Book shares lost wartime music with everyone

French Ambassador Christophe Penot, left, with Chris Latham. Photo: Peter Hislop.

LOST wartime musical works from the battlefields of World War I are now available to the public after the “Flowers of the Great War Collection” was officially launched in a gala day for Chris Latham yesterday (November 11).

Latham, “The Flowers of War” director and first musical artist in residence for the Australian War Memorial, formally handed the collection to the Ambassador of France, Christophe Penot, in front of representatives from France, Belgium, Germany, Portugal, Austria, the UK, the EU and Australia’s national institutions, who were on hand to receive copies from Governor General David Hurley of the book packed with information about lost wartime musical works from the battlefields of World War I, recorded, documented and performed by Latham and his band of supporters since 2015.

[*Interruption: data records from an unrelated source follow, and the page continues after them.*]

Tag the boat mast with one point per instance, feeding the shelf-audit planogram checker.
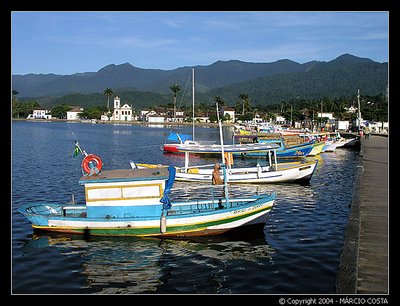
(359, 110)
(193, 100)
(223, 158)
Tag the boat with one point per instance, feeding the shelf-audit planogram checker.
(337, 141)
(136, 202)
(283, 150)
(173, 140)
(273, 172)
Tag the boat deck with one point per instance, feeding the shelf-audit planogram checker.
(126, 174)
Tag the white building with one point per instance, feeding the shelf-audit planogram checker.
(325, 115)
(40, 114)
(121, 113)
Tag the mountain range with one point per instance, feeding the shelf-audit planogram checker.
(264, 82)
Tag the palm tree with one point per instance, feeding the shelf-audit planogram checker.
(108, 92)
(175, 89)
(15, 105)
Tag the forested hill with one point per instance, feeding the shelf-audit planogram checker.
(265, 83)
(341, 77)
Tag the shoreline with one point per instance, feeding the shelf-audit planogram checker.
(127, 122)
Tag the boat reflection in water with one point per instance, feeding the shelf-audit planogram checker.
(151, 265)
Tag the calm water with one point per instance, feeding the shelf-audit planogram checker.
(298, 251)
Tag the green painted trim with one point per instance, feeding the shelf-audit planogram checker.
(151, 231)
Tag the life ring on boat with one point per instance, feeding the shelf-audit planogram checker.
(89, 160)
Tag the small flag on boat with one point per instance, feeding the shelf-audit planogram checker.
(76, 151)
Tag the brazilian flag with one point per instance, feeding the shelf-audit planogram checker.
(76, 151)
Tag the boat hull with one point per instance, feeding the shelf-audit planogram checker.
(181, 220)
(286, 173)
(171, 148)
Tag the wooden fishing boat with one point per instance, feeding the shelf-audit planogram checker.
(135, 202)
(173, 141)
(283, 150)
(274, 172)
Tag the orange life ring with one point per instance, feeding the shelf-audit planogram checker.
(91, 158)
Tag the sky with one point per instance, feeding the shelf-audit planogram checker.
(74, 42)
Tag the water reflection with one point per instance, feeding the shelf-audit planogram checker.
(152, 265)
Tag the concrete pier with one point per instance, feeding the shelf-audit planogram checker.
(364, 262)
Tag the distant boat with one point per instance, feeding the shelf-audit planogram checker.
(273, 173)
(173, 141)
(283, 150)
(135, 202)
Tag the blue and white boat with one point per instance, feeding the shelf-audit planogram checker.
(283, 150)
(136, 202)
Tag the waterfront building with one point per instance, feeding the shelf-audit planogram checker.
(73, 114)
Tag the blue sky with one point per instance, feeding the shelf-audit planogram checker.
(73, 42)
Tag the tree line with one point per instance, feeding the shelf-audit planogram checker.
(373, 108)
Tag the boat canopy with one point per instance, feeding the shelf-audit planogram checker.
(177, 137)
(235, 148)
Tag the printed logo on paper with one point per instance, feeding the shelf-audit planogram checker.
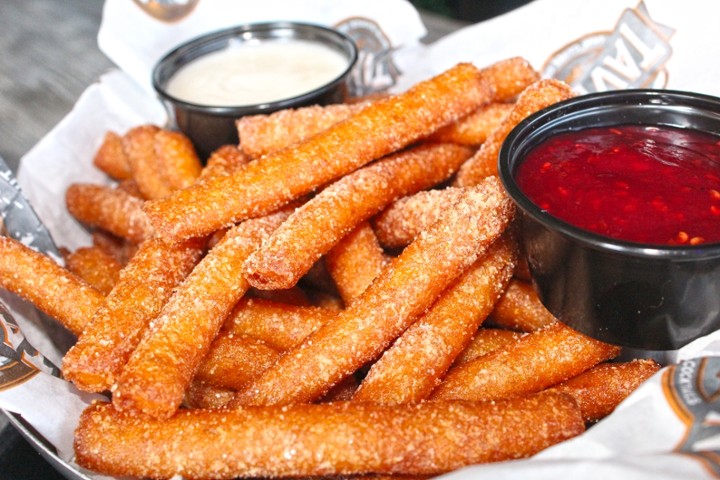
(632, 55)
(375, 70)
(692, 388)
(19, 361)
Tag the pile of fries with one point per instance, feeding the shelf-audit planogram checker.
(339, 294)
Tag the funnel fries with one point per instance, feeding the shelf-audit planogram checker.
(111, 209)
(339, 438)
(415, 364)
(159, 371)
(317, 226)
(264, 185)
(539, 95)
(51, 288)
(533, 363)
(114, 331)
(403, 291)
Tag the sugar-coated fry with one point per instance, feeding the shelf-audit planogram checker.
(159, 371)
(475, 128)
(130, 186)
(206, 396)
(110, 209)
(537, 96)
(178, 162)
(267, 133)
(509, 77)
(315, 440)
(404, 219)
(223, 161)
(234, 360)
(414, 365)
(313, 229)
(95, 266)
(520, 309)
(599, 390)
(485, 341)
(533, 363)
(53, 289)
(355, 262)
(385, 126)
(279, 325)
(139, 146)
(114, 331)
(403, 291)
(293, 295)
(111, 158)
(119, 248)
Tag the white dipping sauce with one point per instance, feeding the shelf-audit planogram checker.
(249, 73)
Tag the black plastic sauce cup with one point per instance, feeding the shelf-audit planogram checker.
(210, 126)
(647, 297)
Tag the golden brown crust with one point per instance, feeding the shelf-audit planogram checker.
(537, 96)
(111, 209)
(355, 262)
(51, 288)
(264, 185)
(415, 364)
(95, 266)
(533, 363)
(267, 133)
(599, 390)
(155, 378)
(313, 229)
(114, 331)
(339, 438)
(403, 291)
(520, 309)
(111, 159)
(178, 162)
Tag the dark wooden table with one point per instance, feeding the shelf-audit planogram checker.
(48, 56)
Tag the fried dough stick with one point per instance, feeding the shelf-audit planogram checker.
(95, 266)
(475, 128)
(403, 291)
(312, 440)
(485, 341)
(520, 309)
(159, 371)
(223, 161)
(536, 361)
(111, 159)
(279, 325)
(599, 390)
(94, 363)
(53, 289)
(414, 365)
(233, 361)
(313, 229)
(537, 96)
(355, 262)
(178, 162)
(263, 134)
(510, 77)
(264, 185)
(404, 219)
(139, 147)
(111, 209)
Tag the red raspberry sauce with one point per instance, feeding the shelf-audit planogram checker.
(651, 185)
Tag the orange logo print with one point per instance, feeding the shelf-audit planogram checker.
(632, 55)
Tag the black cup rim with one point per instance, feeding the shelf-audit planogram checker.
(203, 44)
(544, 120)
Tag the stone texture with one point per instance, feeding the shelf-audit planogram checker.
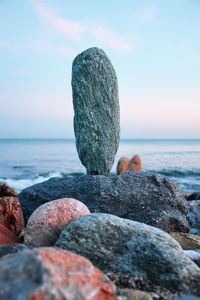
(135, 163)
(6, 190)
(194, 216)
(12, 248)
(131, 294)
(132, 249)
(194, 196)
(194, 255)
(11, 215)
(186, 240)
(47, 221)
(140, 196)
(7, 236)
(122, 164)
(50, 274)
(96, 110)
(187, 297)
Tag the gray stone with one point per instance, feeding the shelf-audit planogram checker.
(186, 240)
(194, 255)
(132, 249)
(139, 196)
(193, 196)
(96, 108)
(194, 216)
(6, 190)
(12, 248)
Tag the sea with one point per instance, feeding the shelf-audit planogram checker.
(24, 162)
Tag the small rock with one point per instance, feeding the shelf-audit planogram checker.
(132, 250)
(6, 190)
(7, 236)
(135, 164)
(194, 255)
(122, 164)
(193, 196)
(187, 297)
(194, 216)
(47, 221)
(52, 274)
(186, 240)
(11, 215)
(131, 294)
(96, 110)
(12, 248)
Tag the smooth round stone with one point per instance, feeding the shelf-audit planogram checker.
(47, 221)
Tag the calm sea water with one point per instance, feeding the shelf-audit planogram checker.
(24, 162)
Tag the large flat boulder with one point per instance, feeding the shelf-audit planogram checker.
(139, 196)
(131, 251)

Alan Hicks and Christina Wilson perform at the French Embassy. Photo: Peter Hislop

Among them were pianist Alan Hicks and his mezzo-soprano wife Christina Wilson, who had been in on the project from the outset and travelled to Amiens, France, in April this year for the world premiere of “The Diggers Requiem”.

Before they performed a song included in the collection, Hicks told those present how his visit to France had put him in touch with a personal family connection to the Great War.

Then it was time for Latham to perform, on violin, a work by the musician he considers the greatest musical loss in World War I, the pianist and Olympic rower who died on the Western Front, Frederick Septimus Kelly.